Film Review: ‘Ae Dil Hai Mushkil’

Scattered amid the lukewarm masala of musical comedy, romantic melodrama, and unsynchronized passions that is “Ae Dil Hai Mushkil,” there are teasing indications that the movie might have been better had it been more meta. Writer-director Karan Johar occasionally enlivens the dawdling song-and-dance with cheeky allusions to classic Indian films — including a spirited homage to “An Evening in Paris,” a 1967 vehicle for superstar Shammi Kapoor, great-uncle of this film’s male lead, Ranbir Kapoor — and wink-wink send-ups of Bollywood tropes.

At one point, female lead Anushka Sharma outfits herself for a traditional dance sequence, but must consult the Internet for instructions on how to wrap a sari. Johar also includes a jokey mention of “My Name Is Khan,” his own 2010 terrorist drama, to amp the self-referential quotient. But even if you catch this joke and all the others, you may find yourself fidgeting as time passes and clichés accumulate while “Ae Dil Hai Mushkil” — scheduled to open on more than 300 screens in the U.S. — charts the less-than-compelling relationship between Ayan (Kapoor), a well-to-do young man in the grip of arrested adolescence, and Alizeh (Sharma), a sharp-witted beauty who’s been seriously unlucky in love.

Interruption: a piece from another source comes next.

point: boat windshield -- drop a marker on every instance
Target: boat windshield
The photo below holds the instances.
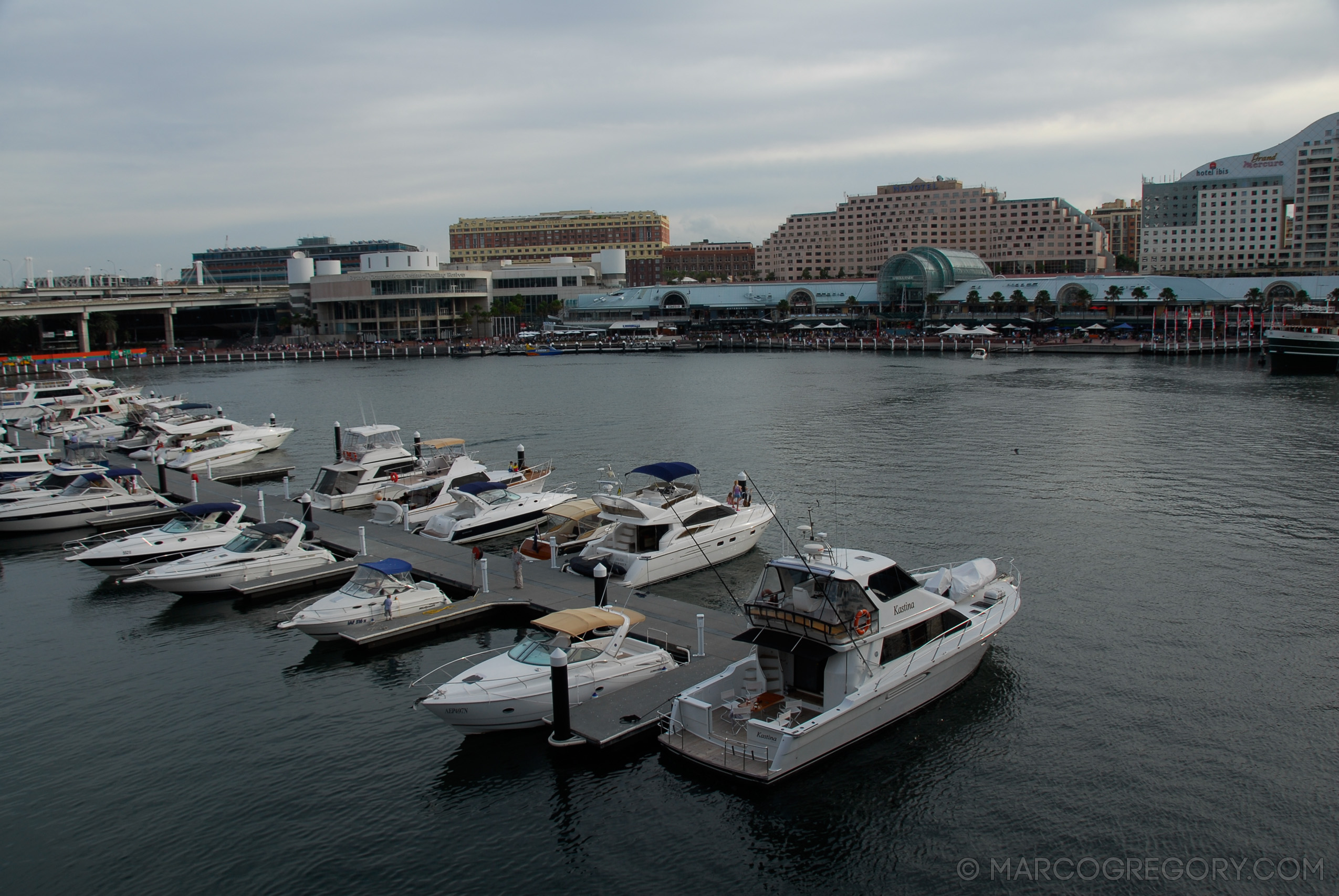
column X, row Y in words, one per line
column 251, row 542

After a comically unconsummated first encounter, Alizeh insists that she and Ayan remain nothing more — but, on the other hand, nothing less — than very good friends who party hearty together. Right from the start, it’s clear Alizeh has good reason to doubt Ayan is sufficiently mature for a long-term commitment: After they catch his gold-digging girlfriend in flagrante with her family-approved beau, he, not she, is the one who collapses into a weepy wreck. More important, Alizeh is philosophically opposed to romantic complications under any circumstances: “Love is passion,” she tells Ayan, “but friendship is peace.”

Alizeh contradicts herself, of course, when she reunites with a former lover, Ali (Fawad Khan), a successful DJ who once broke her heart and, truth to tell, behaves as though he’s fully capable of taking a few more whacks at it after they marry. For his part, Ayan finds solace, among other things, with Saba (Aishwarya Rai Bachchan), an attractive poet who inspires him to pursue a pop-singing career. Everything leads to a third-act twist that is absurdly shameless, even by Bollywood standards. Unfortunately, Johar doesn’t appear to have intended it as another joke.

The performances are at best uneven, with Sharma pushing the feisty sarcasm business a tad too hard, and Kapoor often erring on the side of annoying while trying to balance vulnerability and self-centeredness. (It’s a trick he pulled off much better in 2009’s “Wake Up Sid,” which Johar co-produced.) Bachchan seems to have wandered in from another movie, one where emotions are conveyed in subtler and more affecting fashion. When she takes her leave from “Ae Dil Hai Mushkil,” you may wish you could go with her.